The forecast is unequivocal: rain today, rain tomorrow, rain for several days more. Even the owner confirms it with a knowing shrug. Yesterday, it seems, was the exception—the single clear day between long curtains of water.
I had imagined a different route for today. Northwest of here lies Tskaltubo, once a celebrated Soviet spa retreat, now a haunting landscape of abandoned sanatoriums. Beneath the earth, the vast chambers of Prometheus Cave stretch, with illuminated stalactites reflected in underground lakes like constellations turned upside down. And further west, near the archaeological remains of Nokalakevi, hot springs steam quietly beside medieval fortress walls.
All of it would require walking. Parking the motorbike and venturing out on foot. In this weather, it feels less like exploration and more like punishment.
By 10:30, it is raining harder. By noon, nothing has changed. The hostel is full tonight; even if I wished to stay, I would be relegated to a sofa. And if the rain is to continue for five days, waiting becomes its own form of stagnation.
Reluctantly, I surrender the day’s ambitions. I pack. At 12:30 p.m., I ride out into the downpour.
The Road to the Coast
The first hour feels like driving underwater. The world narrows to the small arc of visibility allowed by a fogged visor. Water seeps in through seams I had trusted. The trousers, bought years ago, surrender first. Then the boots. Soon, there is a thin, undeniable layer of water between my socks and the soles. Even the jacket, once proudly waterproof, begins to darken and cling.
The Pinlock I thought I had repaired leaks again. The visor stays half-open, rain slipping inside from both directions. My gloves grow heavy. Taking one off would mean never being able to fit it back on.
Traffic adds its own tension. Drivers speed past without headlights, their silhouettes swallowed by spray. Visibility is poor, but caution seems optional here. Water plumes from their tires; overtakes appear suddenly, dangerously. In moments like this, irritation mixes with fatigue. Where did they learn to drive like this?
The landscape flattens as I approach the lowlands. In several small towns, houses stand elevated on stilts—quiet proof that flooding is not rare here. Marshland spreads unseen beyond the road’s edge. Even the air feels saturated, as though land and sea have agreed to blur their boundaries.
There is nothing to do but continue.
Between the Market and the Sea
With roughly thirty kilometers remaining, the rain finally softens. The last stretch toward Poti is almost disappointingly straightforward: a long, flat line toward Georgia’s Black Sea gateway. I arrive around 3:00 p.m., soaked from the waist down but intact.
Maxim is waiting.
We wander through the local market first. He buys fruit and wine; I am offered a taste of homemade cognac, poured discreetly into a recycled plastic bottle. It burns warmly—an antidote to the chill that has settled into my bones. I make a mental note to replace my nearly disintegrating socks as soon as possible; after months on the road, they are giving up.

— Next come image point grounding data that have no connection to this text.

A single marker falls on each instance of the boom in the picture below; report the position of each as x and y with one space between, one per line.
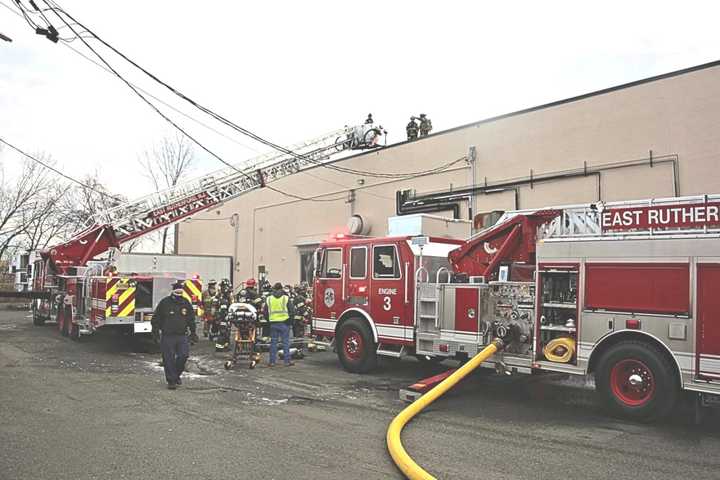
113 227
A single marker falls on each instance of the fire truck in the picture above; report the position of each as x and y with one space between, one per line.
625 291
83 295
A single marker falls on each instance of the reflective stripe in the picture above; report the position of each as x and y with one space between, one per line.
277 308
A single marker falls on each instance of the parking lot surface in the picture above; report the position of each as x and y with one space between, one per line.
99 409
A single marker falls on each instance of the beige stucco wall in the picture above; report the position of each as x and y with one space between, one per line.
678 115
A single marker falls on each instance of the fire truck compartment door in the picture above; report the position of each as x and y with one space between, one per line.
708 320
329 301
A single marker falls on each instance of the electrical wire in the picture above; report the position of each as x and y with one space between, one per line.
56 7
49 167
177 110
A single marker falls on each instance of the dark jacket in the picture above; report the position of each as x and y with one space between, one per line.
173 315
291 308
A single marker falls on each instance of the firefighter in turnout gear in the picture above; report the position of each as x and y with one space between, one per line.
412 129
279 311
425 125
173 318
209 312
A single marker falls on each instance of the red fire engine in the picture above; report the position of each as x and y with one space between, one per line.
624 291
83 295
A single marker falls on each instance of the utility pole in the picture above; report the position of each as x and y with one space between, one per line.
472 160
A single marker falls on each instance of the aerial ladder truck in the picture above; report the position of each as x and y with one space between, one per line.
626 291
82 294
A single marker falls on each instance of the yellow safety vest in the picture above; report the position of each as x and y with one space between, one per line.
277 308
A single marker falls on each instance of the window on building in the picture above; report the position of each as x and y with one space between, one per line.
332 263
385 262
306 266
358 262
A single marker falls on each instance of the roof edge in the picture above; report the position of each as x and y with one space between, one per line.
544 106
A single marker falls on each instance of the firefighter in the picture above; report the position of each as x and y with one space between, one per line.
173 318
225 293
425 125
279 311
208 298
412 129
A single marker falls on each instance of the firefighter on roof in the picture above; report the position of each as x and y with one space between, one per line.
425 125
173 318
412 129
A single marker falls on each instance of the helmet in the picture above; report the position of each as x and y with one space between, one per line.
177 287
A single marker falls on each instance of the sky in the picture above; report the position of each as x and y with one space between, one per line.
290 70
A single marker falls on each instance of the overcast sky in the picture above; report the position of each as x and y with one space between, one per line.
294 70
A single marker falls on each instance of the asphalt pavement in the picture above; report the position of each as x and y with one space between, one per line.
99 409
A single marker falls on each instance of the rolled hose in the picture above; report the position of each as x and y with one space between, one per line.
567 344
407 465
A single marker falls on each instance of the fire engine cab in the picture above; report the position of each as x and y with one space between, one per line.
625 291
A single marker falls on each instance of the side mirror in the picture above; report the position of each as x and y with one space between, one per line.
317 261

Since the rain has paused, we decide to attempt the coast before heading home. The Black Sea is close—so close that you can smell it—but access proves impossible. Flooded paths block the way, and strong winds push the tide inland. The horizon is iron-gray, restless, almost indistinguishable from the sky. We watch from a distance, unable to reach the shore.
It feels symbolic: arriving at the sea without touching it.
Small Generosities
Back at Maxim’s apartment, I hang every garment I own to dry. The room transforms into a temporary laundry forest—jackets, trousers, socks suspended in quiet surrender. Something is humbling about seeing your entire life reduced to damp fabric and a motorcycle helmet.
Around 8:00 p.m., I met Liya from the Moto Georgia group. She arrives with a small dog tucked inside her jacket, its head peeking out curiously at the world. She hands me provisions for the road: churchkhela—walnuts threaded and coated in thickened grape juice—and dried figs, dense with sweetness and patience.
Before saying goodbye, we stop in front of Poti Cathedral. Its pale façade stands luminous against the darkened sky, domes rising above quiet streets. We take a few photos. She must leave early; tomorrow she has her motorcycle license exam.
The rain does not resume that night, but the air remains heavy with it.
Forward, Even When Soaked
Today was meant to be about caves, ruins, and thermal waters. Instead, it became a study in endurance.
There are days when travel expands you—when landscapes open, when discoveries feel cinematic. And there are days when it contracts to the simplest act: keep moving. Accept the discomfort. Adjust. Continue.
The sea was near, but unreachable. The plans were beautiful, but postponed.